The osseous pinch mechanism is based on normal physiologic motion of the bony thorax, including the rotation of the ribs about their vertebral articulations. Blunt trauma to the chest causes the manubrium, first rib, and the medial clavicles to rotate posteriorly and inferiorly about the axes of the posterior rib articulations. This movement compresses the vascular structures between the anterior osseous elements and the vertebral column.
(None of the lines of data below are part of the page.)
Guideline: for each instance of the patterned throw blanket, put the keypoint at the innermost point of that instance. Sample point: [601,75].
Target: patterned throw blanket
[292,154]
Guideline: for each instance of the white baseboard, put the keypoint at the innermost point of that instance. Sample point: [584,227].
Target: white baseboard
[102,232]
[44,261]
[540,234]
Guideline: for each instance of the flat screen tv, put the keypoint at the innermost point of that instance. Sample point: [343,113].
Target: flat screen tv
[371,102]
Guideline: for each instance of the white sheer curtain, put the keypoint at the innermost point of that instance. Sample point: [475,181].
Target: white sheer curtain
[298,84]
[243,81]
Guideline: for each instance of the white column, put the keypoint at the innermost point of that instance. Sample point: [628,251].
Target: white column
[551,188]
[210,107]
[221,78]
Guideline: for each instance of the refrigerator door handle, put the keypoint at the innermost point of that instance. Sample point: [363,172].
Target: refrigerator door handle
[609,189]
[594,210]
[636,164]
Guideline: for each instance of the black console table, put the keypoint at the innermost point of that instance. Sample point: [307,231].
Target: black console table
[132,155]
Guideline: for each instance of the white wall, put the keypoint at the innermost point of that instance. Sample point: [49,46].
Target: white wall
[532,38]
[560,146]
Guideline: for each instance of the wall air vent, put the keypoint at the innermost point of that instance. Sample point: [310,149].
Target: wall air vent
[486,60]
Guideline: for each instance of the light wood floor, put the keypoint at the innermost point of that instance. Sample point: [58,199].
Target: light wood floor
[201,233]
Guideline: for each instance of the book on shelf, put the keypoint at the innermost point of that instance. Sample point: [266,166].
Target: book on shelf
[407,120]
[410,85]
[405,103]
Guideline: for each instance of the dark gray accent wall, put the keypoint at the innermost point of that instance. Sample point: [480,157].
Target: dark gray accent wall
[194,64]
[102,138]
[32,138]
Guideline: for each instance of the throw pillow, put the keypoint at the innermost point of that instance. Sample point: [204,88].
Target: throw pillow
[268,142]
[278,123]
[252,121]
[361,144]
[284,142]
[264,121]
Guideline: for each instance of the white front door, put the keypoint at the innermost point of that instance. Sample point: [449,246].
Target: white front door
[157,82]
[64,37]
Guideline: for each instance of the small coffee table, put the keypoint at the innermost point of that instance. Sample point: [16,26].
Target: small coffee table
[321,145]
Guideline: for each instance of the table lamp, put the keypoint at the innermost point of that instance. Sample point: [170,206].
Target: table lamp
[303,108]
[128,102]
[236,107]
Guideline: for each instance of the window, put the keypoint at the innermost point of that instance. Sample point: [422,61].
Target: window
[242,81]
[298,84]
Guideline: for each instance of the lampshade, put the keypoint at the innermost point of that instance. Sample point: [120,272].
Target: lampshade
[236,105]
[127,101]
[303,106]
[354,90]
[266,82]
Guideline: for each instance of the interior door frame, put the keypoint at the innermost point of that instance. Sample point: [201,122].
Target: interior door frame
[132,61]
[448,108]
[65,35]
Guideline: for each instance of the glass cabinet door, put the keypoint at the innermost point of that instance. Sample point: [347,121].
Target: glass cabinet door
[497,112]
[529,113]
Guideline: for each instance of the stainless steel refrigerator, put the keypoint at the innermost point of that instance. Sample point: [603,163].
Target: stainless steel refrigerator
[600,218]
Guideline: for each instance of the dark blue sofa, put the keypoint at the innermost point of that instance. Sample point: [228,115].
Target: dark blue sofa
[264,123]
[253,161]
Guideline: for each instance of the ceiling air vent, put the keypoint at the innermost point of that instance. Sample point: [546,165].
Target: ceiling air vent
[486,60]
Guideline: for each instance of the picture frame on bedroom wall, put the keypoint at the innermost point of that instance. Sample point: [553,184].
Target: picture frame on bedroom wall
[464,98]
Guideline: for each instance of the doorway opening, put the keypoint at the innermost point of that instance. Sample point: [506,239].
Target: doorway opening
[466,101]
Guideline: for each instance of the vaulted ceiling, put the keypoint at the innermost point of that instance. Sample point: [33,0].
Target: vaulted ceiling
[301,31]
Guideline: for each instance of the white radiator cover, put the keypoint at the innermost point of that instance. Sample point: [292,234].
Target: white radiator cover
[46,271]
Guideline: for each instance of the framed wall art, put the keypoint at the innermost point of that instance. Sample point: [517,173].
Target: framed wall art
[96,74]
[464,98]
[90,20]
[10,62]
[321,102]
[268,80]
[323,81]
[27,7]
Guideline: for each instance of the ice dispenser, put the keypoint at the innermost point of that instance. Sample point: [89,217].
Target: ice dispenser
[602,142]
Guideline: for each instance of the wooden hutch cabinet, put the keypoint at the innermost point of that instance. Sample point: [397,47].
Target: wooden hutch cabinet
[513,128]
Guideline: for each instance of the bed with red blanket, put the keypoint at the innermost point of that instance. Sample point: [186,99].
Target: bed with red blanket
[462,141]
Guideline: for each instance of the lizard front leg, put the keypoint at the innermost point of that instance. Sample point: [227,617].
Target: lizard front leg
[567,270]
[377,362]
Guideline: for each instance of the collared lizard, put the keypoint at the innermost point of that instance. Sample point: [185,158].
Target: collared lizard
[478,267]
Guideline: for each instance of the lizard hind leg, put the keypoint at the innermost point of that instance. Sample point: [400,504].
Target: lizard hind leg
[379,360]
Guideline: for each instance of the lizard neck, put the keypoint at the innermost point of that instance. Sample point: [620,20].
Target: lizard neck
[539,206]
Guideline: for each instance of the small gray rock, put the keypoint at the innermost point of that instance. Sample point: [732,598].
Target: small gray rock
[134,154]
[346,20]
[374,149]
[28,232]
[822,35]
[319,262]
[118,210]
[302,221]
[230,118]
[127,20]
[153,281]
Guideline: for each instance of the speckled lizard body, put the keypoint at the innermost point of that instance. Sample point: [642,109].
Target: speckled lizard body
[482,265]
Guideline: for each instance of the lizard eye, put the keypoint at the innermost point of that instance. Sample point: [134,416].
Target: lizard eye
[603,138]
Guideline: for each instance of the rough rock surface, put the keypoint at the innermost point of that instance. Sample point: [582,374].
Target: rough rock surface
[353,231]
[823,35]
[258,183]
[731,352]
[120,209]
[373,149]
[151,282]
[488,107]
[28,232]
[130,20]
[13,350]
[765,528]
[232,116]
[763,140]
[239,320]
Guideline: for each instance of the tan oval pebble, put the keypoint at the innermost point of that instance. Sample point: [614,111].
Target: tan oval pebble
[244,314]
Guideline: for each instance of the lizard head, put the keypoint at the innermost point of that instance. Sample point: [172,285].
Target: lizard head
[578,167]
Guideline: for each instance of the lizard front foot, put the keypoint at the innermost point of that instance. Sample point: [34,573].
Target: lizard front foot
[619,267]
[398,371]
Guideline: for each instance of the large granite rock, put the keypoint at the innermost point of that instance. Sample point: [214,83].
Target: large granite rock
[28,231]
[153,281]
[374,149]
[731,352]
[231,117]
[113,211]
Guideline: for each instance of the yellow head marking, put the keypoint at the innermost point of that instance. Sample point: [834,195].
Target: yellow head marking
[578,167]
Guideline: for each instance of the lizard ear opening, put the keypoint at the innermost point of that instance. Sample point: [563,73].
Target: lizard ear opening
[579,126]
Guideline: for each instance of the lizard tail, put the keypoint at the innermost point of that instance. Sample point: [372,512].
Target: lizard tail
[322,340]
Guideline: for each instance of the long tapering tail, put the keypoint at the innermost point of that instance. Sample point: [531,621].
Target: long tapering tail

Crass and coworkers [5], in an experimental model of thoracic compression, showed that compression of the articulated skeleton in an antero-posterior direction resulted in postero-inferior displacement of the manubrium, first rib, and medial clavicle, which impinged on and caused near-transection of the aortic model. The level of injury was just distal to the subclavian artery. Cohen and associates [6], using calculations made from the cross-sectional anatomy shown on computed tomographic scans, demonstrated the point of aortic impingement and provided further evidence in support of the osseous pinch mechanism. Our case report clearly supports the osseous pinch theory. The transected aorta in our patient is unlikely to have resulted from any mechanism other than the impinging bony structures. However, it is not possible to conclude that "osseous pinch" is the mechanism of injury in all cases of aortic transection.